Die derzeit gängigen Monokulturen, insbesondere der Rapsanbau, geben während weniger Wochen jede Menge Nektar und Pollen, aber nichts, wovon die Bienen den Rest des Sommers leben könnten. Die chemischen Bekämpfungsmittel, die in der Landwirtschaft eingesetzt werden, erledigen nicht nur Unkraut, Pilze und Schadinsekten, sondern auch Bienen, Hummeln, Schmetterlinge und andere Kriechtiere und damit auch die Vögel, die sich von Insekten ernähren. Der Drang nach Rentabilität hat für großes Unheil gesorgt – für uns selbst wie für vieles andere, nicht zuletzt die Bienen.

Aber es regt sich Widerstand. Das Bewusstsein für die Verwundbarkeit der Bienen – und unsere eigene – ist gewachsen, unter anderem dank Maja Lundes Die Geschichte der Bienen. Das Imkerwesen hat sich in den letzten Jahren radikal verändert. Frauen, Jugendliche, Akademiker, Einwanderer – sie alle beschaffen sich Bienen in einem Umfang, der vor dreißig, vierzig Jahren, als die Imkerei alles andere als populär war, undenkbar schien. Imkerei-Anfängerkurse sind ausgebucht. Die immer beliebter werdende Stadtimkerei löst zwar das Bestäubungsproblem der Landwirtschaft und des Obstbaus nicht, erzeugt aber Interesse und Wissen. Auch haben sich Alternativen zu den gängigen Formen der Bienenhaltung entwickelt, die nicht die Honigerzeugung in den Vordergrund stellen, sondern das Überleben und Wohlergehen der Bienen. Es ist auf eine ganz neue Weise wichtig und spannend geworden, sich mit Bienen zu beschäftigen.

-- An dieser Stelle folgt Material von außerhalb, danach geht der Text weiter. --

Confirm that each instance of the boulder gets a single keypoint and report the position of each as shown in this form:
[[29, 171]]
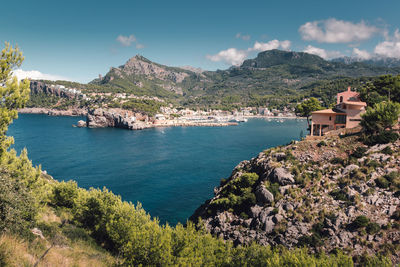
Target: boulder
[[263, 196], [281, 176], [349, 169]]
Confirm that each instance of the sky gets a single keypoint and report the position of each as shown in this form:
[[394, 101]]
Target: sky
[[78, 40]]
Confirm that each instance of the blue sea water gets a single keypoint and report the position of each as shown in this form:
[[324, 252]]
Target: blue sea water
[[171, 171]]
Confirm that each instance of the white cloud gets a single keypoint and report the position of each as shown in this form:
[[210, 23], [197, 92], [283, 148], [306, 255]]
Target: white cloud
[[231, 56], [325, 54], [236, 57], [390, 47], [336, 31], [273, 44], [126, 40], [362, 54], [244, 37], [36, 75]]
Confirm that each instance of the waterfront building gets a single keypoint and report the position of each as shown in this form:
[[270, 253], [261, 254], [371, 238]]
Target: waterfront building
[[346, 114]]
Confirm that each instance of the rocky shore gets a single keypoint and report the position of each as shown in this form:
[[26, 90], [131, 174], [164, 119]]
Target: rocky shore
[[328, 194], [53, 112]]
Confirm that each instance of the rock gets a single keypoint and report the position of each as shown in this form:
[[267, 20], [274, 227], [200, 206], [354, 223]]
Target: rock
[[277, 218], [282, 176], [81, 123], [263, 196], [37, 232], [349, 169]]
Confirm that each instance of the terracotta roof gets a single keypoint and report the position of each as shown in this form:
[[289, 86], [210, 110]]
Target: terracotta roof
[[356, 103]]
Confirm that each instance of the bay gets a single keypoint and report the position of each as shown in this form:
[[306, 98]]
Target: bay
[[171, 171]]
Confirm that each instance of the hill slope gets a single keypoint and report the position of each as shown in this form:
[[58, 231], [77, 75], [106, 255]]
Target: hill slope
[[273, 73]]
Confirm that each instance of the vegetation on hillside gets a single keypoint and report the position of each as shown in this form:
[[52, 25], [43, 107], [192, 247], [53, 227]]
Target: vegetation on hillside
[[95, 227]]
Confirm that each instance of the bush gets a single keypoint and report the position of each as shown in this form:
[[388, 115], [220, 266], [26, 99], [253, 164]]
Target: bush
[[383, 137], [65, 194], [359, 152], [17, 206], [237, 194], [373, 228]]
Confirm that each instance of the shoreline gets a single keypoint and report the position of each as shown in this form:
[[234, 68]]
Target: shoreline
[[54, 112]]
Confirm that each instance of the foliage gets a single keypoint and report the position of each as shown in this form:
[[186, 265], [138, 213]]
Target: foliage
[[14, 94], [306, 107], [237, 194], [64, 194], [17, 209], [384, 115], [386, 87], [359, 152]]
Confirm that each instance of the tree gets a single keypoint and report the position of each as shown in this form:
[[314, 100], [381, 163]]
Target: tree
[[383, 116], [13, 94], [304, 109], [384, 88]]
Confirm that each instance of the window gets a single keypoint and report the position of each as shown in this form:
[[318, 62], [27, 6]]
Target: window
[[340, 119]]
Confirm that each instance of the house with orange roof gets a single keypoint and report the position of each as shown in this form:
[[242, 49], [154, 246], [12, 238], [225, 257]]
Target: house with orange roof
[[346, 114]]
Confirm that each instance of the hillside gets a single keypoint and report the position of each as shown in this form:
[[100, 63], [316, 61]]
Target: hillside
[[272, 75], [328, 194]]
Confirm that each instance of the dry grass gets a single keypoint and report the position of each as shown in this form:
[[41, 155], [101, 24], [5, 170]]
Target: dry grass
[[16, 252]]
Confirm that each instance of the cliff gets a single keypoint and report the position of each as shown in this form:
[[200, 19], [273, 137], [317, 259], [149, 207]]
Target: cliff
[[329, 194], [38, 87]]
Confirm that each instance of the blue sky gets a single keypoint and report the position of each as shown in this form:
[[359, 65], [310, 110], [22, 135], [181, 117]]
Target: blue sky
[[78, 40]]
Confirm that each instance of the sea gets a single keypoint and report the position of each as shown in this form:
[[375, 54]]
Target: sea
[[170, 171]]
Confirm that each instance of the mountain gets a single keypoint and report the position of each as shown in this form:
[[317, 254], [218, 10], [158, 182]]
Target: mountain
[[323, 194], [375, 61], [275, 77]]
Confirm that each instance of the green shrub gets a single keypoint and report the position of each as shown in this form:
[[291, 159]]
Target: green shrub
[[359, 152], [373, 164], [373, 228], [65, 194], [237, 194], [387, 150], [18, 208]]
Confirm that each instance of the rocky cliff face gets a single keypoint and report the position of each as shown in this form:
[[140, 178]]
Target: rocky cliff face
[[327, 194], [99, 118], [138, 70], [40, 87]]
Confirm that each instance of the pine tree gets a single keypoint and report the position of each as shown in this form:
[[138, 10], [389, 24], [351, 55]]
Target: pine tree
[[13, 94]]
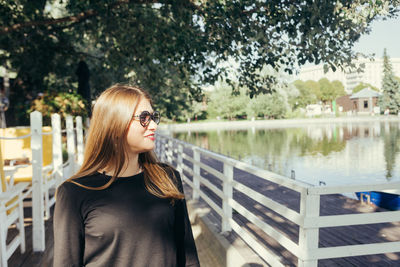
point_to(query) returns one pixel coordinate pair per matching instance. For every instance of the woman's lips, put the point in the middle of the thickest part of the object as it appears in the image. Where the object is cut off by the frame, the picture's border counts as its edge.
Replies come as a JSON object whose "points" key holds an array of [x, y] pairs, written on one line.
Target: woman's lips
{"points": [[151, 136]]}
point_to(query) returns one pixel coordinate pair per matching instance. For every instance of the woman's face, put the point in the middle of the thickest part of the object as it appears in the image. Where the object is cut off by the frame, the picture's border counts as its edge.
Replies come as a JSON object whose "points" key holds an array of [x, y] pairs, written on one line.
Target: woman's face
{"points": [[141, 139]]}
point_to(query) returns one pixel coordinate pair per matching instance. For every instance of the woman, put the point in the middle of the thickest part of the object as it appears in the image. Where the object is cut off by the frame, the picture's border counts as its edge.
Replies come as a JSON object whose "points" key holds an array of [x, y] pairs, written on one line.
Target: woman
{"points": [[122, 208]]}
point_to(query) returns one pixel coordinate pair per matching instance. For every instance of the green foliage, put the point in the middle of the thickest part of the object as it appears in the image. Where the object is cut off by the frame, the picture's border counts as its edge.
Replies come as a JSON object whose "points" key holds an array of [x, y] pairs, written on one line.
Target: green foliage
{"points": [[306, 96], [314, 87], [390, 98], [311, 92], [197, 110], [271, 106], [172, 48], [227, 105], [330, 90], [362, 85], [61, 103]]}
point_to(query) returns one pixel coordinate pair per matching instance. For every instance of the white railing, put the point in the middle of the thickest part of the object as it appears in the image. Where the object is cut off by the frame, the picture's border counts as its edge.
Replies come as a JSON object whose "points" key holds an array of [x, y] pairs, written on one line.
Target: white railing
{"points": [[45, 179], [308, 218]]}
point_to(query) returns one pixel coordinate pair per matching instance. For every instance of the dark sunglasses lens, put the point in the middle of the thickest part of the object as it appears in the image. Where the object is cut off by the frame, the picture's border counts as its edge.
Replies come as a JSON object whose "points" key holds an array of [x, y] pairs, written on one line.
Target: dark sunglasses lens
{"points": [[156, 117], [144, 118]]}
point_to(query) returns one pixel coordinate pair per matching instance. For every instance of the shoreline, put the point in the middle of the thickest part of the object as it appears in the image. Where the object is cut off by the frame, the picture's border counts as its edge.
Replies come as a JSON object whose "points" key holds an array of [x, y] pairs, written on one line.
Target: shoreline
{"points": [[284, 123]]}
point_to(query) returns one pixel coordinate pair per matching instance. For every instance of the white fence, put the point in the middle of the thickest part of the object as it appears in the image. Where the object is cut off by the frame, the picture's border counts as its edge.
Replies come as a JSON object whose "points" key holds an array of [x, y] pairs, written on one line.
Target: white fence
{"points": [[308, 219], [45, 179]]}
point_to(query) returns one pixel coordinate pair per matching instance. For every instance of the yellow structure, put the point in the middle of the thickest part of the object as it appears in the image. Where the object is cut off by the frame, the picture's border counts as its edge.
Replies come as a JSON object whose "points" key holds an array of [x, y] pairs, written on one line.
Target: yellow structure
{"points": [[21, 148]]}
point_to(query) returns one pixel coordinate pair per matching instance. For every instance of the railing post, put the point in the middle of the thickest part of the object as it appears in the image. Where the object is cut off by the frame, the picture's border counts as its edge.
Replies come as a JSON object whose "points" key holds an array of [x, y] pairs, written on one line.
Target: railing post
{"points": [[196, 174], [170, 151], [37, 182], [57, 147], [228, 194], [308, 237], [70, 144], [179, 165], [79, 138], [163, 150]]}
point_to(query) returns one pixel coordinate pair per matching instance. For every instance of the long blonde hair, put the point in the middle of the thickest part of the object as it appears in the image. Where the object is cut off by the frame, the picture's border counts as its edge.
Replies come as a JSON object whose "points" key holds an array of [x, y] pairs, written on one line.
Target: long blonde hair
{"points": [[106, 143]]}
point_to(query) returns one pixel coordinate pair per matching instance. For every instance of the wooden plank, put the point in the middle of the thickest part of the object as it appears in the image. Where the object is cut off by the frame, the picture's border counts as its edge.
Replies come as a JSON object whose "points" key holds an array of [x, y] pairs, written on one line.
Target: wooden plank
{"points": [[264, 253], [352, 219], [354, 250], [279, 237], [269, 203]]}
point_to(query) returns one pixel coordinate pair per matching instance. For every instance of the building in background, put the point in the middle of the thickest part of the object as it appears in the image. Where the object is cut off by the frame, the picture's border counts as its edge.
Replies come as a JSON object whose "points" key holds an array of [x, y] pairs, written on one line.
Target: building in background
{"points": [[372, 74], [365, 101]]}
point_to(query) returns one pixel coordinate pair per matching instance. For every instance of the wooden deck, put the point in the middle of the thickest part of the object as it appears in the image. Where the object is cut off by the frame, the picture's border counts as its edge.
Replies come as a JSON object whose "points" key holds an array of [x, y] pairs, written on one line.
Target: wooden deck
{"points": [[330, 205], [30, 258]]}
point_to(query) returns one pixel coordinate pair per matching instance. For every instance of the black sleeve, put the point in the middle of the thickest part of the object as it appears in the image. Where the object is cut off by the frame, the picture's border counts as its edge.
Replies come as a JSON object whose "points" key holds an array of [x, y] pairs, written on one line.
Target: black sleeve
{"points": [[187, 253], [68, 228]]}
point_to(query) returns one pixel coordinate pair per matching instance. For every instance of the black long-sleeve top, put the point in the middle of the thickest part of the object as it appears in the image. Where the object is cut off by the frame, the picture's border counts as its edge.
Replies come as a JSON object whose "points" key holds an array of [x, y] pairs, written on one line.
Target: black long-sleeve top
{"points": [[123, 225]]}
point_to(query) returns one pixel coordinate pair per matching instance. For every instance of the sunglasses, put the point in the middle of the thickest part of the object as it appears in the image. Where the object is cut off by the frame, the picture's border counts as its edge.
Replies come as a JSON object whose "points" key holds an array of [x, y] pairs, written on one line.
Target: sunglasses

Dass ich in den Achtzigerjahren zur Imkerin wurde, lag allerdings weder am Honig noch an der Bestäubungsarbeit oder der Erhaltung der Bienen. Die Bienen kamen einfach zu mir. Es begann damit, dass ich als freie Radioredakteurin einen Beitrag liefern sollte, der zum Mittsommer passte. Also warum nicht etwas über Imker machen? Meine Freundin Annicka Lundquist hatte sich im Jahr zuvor für ihr Sommerhaus in Småland Bienen zugelegt und war damit die erste Imkerin in meinem Bekanntenkreis. Damals galt die Imkerei als pittoreskes Hobby, dem sich ältere Herren auf dem Land und in Kleinstädten widmeten – pensionierte Lehrer, Genossenschaftsvorsitzende, Bauern und Bahnhofsvorsteher. Imkerinnen schienen so selten wie Feuerwehrfrauen. Meine Vorstellung war, die Pionierin Annicka sowie einige Imker der traditionellen Schule zu interviewen und im Hintergrund ein bisschen Gesumm einzublenden.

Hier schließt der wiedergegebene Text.